Question

In the primary circuit of potentiometer the rheostat can be varied from $0$ to $10\Omega$. Initially it is at minimum resistance (zero).The rheostat is put at maximum resistance ($10\Omega$) and the switch $S$ is closed.

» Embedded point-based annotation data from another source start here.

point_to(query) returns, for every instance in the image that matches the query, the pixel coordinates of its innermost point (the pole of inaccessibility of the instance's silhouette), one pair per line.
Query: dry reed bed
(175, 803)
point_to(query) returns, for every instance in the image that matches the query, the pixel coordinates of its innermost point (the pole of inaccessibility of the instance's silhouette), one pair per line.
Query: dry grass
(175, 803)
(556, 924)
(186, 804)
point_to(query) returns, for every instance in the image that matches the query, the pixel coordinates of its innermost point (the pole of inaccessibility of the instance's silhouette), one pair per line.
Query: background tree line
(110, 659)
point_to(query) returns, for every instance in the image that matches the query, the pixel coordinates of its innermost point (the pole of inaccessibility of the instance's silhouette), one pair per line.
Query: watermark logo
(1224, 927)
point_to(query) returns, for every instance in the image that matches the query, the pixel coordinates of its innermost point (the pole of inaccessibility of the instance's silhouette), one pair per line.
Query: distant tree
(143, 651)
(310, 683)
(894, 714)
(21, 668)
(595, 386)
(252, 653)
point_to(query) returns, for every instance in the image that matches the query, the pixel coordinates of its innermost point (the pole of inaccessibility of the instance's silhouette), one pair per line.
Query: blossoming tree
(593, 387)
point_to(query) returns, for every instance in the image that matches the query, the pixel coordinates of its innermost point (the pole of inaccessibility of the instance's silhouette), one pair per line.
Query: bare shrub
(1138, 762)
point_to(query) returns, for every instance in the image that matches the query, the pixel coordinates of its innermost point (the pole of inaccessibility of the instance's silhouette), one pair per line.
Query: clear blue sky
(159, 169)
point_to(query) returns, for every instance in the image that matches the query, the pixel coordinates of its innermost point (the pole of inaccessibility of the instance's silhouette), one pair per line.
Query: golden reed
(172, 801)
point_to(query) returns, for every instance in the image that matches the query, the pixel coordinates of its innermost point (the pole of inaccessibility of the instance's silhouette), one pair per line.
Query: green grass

New balancing length is found to be $8m$. Find the internal resistance $r$ (in ohms) of the $4.5V$ cell.

Answer 1

When deflection is zero $\Rightarrow$ voltage of secondary cell=voltage drop on the balancing length of the wire AB
voltage drop on the balancing length of the wire $\Rightarrow$i$\rho$X
where i= current flowing in primary circuit
$\rho$=resistance per unit length of the wire
X=balancing length of wire AB
when deflection in galvanometer is zero $R_{eq.}=\frac{2r}{r+2}$
$E_{eq.}$ of secondary cell$=\frac{(\frac{E_1}{r_1}+\frac{E_2}{r_2})}{\frac{1}{R_{eq.}}}=\left(\frac{\frac{4.5}{r}+0}{\frac{r+2}{2r}}\right)=\frac{9}{r+2}volt$
when deflection is zero$\Rightarrow \frac{9}{r+2}=\left(\frac{10}{20}\right)\left(\frac{9}{12}\right)\left(8\right)$
$r+2=3\Rightarrow r=1\Omega$